The records of 40 patients with miliary tuberculosis and 24 others with both tuberculosis and significant hematologic abnormalities were reviewed to see if the hematologic changes represented primary diseases or were secondary to tuberculosis. Leukopenia, leukocytosis, monocytosis, and anemia are certainly responses to tuberculosis because they disappear following antituberculous treatment. Patients with tuberculosis and leukemic blood pictures or pancytopenia do not survive with use of antituberculous therapy alone. A likely explanation for this is that underlying hematologic disease is present and greatly contributes to the invariably fatal outcome.
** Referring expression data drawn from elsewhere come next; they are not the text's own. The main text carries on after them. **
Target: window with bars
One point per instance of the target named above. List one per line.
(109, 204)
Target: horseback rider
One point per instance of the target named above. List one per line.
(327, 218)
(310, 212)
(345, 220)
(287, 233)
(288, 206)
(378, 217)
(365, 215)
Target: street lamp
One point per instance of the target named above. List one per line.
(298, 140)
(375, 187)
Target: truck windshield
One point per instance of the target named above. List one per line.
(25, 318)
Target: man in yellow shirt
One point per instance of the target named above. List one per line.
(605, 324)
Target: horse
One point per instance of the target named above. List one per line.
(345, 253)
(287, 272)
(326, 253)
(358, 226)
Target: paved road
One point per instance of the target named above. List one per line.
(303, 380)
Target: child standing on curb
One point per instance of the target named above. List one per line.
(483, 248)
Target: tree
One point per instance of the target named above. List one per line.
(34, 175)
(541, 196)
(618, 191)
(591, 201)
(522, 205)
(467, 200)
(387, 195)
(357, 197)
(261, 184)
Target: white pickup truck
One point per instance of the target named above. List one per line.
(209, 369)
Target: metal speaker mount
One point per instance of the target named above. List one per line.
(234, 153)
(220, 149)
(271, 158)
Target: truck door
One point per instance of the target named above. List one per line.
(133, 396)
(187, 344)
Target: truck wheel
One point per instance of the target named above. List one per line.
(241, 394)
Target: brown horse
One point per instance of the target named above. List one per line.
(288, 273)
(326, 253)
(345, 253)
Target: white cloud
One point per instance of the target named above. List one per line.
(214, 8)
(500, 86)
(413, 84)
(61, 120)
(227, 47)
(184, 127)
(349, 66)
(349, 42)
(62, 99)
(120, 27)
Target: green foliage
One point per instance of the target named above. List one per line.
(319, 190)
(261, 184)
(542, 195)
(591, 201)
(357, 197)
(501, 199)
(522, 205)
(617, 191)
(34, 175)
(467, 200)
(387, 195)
Since no patient with tuberculosis and pancytopenia has been reported to recover with antituberculous therapy alone, there appears to be no basis for considering tuberculosis a "treatable cause" of pancytopenia.



Author Affiliations

Chapel Hill, NC

From the Division of Hematology, Department of Medicine, University of North Carolina School of Medicine, Chapel Hill, NC.


Footnotes

Received for publication June 25, 1969; accepted Jan 8, 1970.

Reprint requests to University of North Carolina School of Medicine, Chapel Hill 27514 (Dr. Walker).